I HAD for my winter evening walk—
No one at all with whom to talk,
But I had the cottages in a row
Up to their shining eyes in snow.

And I thought I had the folk within:
I had the sound of a violin;
I had a glimpse through curtain laces
Of youthful forms and youthful faces.

I had such company outward bound.
I went till there were no cottages found.
I turned and repented, but coming bacK
I saw no window but that was black.

Over the snow my creaking feet
Disturbed the slumbering village street
Like profanation, by your leave,
At ten o’clock of a winter eve.

#39 Comment By Church Lady On October 5, 2012 @ 7:05 pm

It’s hard to think of any music that extols suburban life, but if you look to the movies, almost anything by Steven Spielberg in his early days will do. ET, for example, is a great suburban fantasy film. So is Close Encounters. Spielberg’s early heroes are almost all young suburban boys.

#40 Comment By zach On October 5, 2012 @ 9:14 pm


“But what if you don’t want that relationship to space? I think a lot of people really don’t.”

Unfortunately, no one has a choice. Suburbs are places, and each has just as much history as any other place. They happen to be places designed as non-places, and with all of their dramatic narratives ostensibly pre-packaged– marriage, family, etc. See Cheever, et al. for how that works out. Wanting ‘no-place’ is fundamentally anti-social. Who really wants a family, any how? That’s the archetypal Bohemian dream of course. To be personally history-less, self-made and totally free. And it’s just as fundamentally anti-social as the suburban one.

And remember that Brooklyn is America’s first and biggest suburb, while simultaneously the epicenter of what passes for bohemia these days.

#41 Comment By Tyro On October 6, 2012 @ 8:43 am

Spielberg’s early heroes are almost all young suburban boys.

… from broken families. Spielberg’s depictions of suburban family life were always subverting it.

And speaking of less-than efficient government services, it is the first Saturday of the month, which means this is my only chance for the next month to dispose of hazardous waste on a weekend, so I must be off.

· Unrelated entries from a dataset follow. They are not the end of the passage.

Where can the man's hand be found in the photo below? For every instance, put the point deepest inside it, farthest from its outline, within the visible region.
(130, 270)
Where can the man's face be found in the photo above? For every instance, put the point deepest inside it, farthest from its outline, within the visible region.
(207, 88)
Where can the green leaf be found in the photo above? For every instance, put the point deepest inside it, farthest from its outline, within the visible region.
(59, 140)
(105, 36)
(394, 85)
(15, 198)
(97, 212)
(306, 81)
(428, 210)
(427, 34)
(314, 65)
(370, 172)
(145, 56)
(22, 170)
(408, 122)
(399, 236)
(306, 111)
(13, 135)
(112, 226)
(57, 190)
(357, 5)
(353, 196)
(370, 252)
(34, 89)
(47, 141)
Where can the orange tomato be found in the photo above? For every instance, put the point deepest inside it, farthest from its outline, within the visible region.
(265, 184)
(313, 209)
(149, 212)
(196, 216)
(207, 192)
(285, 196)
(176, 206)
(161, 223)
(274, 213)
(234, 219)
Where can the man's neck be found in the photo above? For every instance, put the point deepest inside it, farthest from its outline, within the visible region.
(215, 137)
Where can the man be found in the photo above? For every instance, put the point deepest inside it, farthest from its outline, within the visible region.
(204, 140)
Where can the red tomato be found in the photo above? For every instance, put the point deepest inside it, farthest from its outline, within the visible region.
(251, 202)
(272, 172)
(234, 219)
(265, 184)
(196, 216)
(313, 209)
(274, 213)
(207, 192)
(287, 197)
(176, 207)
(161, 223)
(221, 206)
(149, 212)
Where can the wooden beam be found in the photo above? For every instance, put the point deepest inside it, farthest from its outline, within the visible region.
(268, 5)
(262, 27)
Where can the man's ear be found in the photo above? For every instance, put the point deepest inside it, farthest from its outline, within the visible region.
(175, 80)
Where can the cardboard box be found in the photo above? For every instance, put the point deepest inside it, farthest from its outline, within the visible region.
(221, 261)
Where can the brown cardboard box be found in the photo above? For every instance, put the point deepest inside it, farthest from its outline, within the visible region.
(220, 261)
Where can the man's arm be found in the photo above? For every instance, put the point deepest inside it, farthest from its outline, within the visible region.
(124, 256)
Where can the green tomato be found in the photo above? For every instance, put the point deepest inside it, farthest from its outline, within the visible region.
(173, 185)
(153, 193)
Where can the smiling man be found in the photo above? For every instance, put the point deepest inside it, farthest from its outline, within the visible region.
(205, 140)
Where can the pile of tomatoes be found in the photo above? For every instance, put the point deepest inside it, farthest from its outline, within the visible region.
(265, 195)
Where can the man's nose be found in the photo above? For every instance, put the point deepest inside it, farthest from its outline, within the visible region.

#42 Comment By J On October 6, 2012 @ 1:19 pm

There is no significant bourgeois art because bourgeois means: neurotic in ways that are banal, unrevealing of anything that matters.

Suburbs have plenty of neurotic selfimportant people but no one cares because they have nothing new or of importance to say. The basic point of suburbia is function, is about Not Drama, is about actually getting mundane life tasks (and life tasks are generally mundane) done. Rather than cogitating and obsessing about them, productively or creatively or not, which arises from the absence of ability to decide on or fulfill them.

#43 Comment By Church Lady On October 7, 2012 @ 12:23 am

“… from broken families. Spielberg’s depictions of suburban family life were always subverting it.”

Well, true, but a lot of suburban families are broken ones as well. What we don’t see is Spielberg or his characters wanting to abandon or condemn the suburbs for their faults. Instead, they want to fix them, and make them better. The life they look is a suburbia that actually works, not an escape to some other place. They want mom and dad to get back together. Or they want still want to raise families of their own in the suburbs, just do a better job of it. The love and hurt for the suburbs go hand in hand.

#44 Comment By Church Lady On October 7, 2012 @ 12:25 am

Okay, Richard Dreyfus in CE does escape to another planet, but I bet he moves into a suburban home there too.

#45 Comment By Theophilus On October 7, 2012 @ 9:44 pm

Oddly enough, the Beatles, towering figures that they were, had some affection for suburban life. See “Penny Lane” and “Ob la di ob la da,” possibly the most straightforward praises of suburban living I have ever run across in popular music.

#46 Comment By Jason On October 8, 2012 @ 4:31 pm

I’ll put a word in for my favorite novel, Sherwood Anderson’s Winesburg, Ohio.